このHiragino Kaku Gothic Interface(正式名称不明)は、おそらくヒラギノ角ゴをSan Franciscoに調和するよう調整したものと思われます。一見ヒラギノ角ゴと見分けがつかないのですが、文字サイズがひとまわり小さいのが問題です。つまり、16pxを指定した文字の幅が16pxにならないないのです。

現時点で僕が把握している限り、SafariとChromeでこの現象が見られます。それぞれの発生条件について解説します。

Safari

SafariでSan Franciscoを表示するにはfont-familyプロパティにsystem-uiもしくは-apple-systemキーワードを指定します。しかしこれらのキーワードのいずれかを指定すると、和文フォントがHiragino Kaku Gothic Interfaceに固定されます。どうやらiOS 11、macOS 10.13(High Sierra)からの仕様のようです。

Chrome

ChromeでSan Franciscoを表示するにはfont-familyプロパティにBlinkMacSystemFontキーワードを指定します。lang属性の値がjazhの場合は問題ないのですが、それ以外(enなど)の場合、和文フォントがHiragino Kaku Gothic Interfaceに固定されます。たとえば、GitHubのサイトはlangenなので、ChromeとSafariでは日本語のフォントサイズがFirefoxに比べてひとまわり小さく見えます。

対策

そもそも環境によって文字サイズが違って見えても気にならない、と言うならそのままでもいいでしょう。また、もしSan Franciscoを使う箇所に日本語がない、もしくはごく少ないという場合もあまり問題にならないかもしれません。ただ、日本語の本文などでSan Franciscoを指定している場合、実際に表示を比べるとその違いは明らかで、もしデザイナーが綿密に文字サイズを設計しているなら、許容できる範囲を超えているように思います。

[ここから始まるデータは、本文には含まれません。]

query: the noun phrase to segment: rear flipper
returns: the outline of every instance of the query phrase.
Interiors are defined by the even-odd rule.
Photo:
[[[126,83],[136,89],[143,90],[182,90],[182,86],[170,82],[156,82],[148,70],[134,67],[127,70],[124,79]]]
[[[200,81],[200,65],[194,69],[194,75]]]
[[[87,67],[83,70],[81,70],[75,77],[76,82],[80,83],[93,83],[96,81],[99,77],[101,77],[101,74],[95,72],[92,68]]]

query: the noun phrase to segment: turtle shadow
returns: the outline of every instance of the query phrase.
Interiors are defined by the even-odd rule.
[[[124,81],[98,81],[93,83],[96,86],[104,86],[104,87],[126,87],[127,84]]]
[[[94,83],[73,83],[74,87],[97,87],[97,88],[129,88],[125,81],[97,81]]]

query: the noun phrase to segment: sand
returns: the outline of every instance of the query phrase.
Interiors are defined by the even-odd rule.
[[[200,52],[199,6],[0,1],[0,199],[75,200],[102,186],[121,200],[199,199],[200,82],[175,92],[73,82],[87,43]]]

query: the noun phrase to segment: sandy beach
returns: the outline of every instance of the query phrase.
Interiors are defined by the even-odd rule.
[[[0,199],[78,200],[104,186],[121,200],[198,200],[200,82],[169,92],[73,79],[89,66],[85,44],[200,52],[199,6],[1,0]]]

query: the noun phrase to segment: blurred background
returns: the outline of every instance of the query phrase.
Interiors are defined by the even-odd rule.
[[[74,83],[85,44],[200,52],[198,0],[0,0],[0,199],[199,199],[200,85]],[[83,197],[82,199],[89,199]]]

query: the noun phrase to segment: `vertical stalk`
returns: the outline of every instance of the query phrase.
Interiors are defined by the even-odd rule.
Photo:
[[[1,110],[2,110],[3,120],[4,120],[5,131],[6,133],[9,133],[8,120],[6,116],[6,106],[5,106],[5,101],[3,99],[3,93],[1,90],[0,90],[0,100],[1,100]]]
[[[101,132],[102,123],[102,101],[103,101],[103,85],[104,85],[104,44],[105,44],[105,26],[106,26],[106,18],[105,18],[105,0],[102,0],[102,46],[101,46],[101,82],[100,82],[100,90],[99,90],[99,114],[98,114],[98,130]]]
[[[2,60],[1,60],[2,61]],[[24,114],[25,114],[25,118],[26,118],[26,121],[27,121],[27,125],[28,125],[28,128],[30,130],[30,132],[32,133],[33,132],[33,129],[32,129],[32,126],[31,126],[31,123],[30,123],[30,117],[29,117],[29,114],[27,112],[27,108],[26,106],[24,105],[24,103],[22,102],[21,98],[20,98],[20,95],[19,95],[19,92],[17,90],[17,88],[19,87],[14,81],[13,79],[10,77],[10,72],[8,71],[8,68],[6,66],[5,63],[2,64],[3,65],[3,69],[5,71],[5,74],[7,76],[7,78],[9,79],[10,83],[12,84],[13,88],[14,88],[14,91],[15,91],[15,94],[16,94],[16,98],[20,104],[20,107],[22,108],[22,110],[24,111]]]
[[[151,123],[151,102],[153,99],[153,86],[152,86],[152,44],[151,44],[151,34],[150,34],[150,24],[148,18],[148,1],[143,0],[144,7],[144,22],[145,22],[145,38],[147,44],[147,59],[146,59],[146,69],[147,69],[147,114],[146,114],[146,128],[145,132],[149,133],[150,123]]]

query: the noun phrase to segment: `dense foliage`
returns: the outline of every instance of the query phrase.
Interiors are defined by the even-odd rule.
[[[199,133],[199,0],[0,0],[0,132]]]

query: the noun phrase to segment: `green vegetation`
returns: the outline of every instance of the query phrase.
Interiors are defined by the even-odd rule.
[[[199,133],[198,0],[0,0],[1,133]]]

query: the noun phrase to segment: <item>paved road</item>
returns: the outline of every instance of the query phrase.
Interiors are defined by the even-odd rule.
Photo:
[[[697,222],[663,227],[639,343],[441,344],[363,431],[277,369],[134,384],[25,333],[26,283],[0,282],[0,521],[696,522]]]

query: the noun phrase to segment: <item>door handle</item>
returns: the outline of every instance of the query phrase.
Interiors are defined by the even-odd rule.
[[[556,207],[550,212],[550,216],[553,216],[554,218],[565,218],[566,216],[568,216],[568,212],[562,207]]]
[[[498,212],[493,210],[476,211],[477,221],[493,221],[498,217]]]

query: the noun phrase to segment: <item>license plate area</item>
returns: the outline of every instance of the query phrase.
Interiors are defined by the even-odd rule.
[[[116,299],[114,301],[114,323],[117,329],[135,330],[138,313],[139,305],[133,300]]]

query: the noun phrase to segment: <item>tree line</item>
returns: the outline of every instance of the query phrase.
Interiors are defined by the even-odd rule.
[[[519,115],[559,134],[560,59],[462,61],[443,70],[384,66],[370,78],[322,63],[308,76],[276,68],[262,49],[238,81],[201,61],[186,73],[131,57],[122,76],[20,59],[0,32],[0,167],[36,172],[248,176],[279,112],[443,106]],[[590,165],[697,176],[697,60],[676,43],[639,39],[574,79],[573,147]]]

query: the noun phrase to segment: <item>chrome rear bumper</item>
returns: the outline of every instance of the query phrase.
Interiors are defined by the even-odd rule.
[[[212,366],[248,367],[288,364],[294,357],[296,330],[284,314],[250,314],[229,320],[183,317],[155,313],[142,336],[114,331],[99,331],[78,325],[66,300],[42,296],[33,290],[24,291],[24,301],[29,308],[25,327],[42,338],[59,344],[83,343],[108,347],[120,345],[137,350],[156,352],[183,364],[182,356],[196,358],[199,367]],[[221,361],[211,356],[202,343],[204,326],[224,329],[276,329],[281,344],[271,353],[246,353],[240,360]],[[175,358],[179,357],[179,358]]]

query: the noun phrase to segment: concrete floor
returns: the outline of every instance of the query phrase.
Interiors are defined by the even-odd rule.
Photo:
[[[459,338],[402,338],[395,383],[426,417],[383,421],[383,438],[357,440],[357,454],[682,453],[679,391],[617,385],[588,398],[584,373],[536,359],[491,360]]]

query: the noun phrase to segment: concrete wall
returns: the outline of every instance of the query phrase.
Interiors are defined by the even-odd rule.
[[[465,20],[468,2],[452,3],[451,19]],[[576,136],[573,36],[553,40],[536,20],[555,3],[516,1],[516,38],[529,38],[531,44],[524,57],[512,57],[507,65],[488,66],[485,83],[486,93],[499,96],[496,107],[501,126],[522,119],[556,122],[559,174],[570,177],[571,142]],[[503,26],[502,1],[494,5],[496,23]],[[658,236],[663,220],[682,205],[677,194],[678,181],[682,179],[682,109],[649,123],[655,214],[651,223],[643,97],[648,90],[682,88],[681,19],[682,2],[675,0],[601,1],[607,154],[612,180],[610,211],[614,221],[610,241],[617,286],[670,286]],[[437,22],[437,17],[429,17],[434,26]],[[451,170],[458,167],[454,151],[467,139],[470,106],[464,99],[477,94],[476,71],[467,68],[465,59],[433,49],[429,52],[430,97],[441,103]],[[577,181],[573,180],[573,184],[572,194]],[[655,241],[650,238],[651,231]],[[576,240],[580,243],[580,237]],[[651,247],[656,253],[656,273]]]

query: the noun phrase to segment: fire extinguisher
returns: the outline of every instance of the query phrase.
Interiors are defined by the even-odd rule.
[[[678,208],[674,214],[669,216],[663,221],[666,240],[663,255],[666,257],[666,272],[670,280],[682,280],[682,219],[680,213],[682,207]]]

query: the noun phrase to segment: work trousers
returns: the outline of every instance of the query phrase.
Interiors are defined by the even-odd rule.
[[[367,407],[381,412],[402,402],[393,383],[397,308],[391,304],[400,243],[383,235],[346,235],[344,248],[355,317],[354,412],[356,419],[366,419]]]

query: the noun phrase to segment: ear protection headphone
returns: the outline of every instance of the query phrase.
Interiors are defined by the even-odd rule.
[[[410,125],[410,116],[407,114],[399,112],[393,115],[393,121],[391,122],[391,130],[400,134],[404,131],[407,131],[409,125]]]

解決策として、unicode-rangeを使って欧文にだけSan Franciscoが適用されるようにするという手もあります。

@font-face {
  font-family: "SF Latin";
  src: local(-apple-system);
  unicode-range: U+0000-00FF;
}

body {
  font-family: "SF Latin", sans-serif;
}

この方法はSafariには有効ですが、残念ながらFirefoxは@font-faceルールのsrcディスクリプタで-apple-systemが無効になってしまいます。環境がiOSに限られるならありかもしれません。

結論

個人的には、San Franciscoはとても優れたフォントだと思うので、ぜひウェブでも使いたいものの、少なくとも日本語のサイトでは採用を見送るのが無難と思っています。ちなみに代替としてはRobotoが使いやすくて好きです。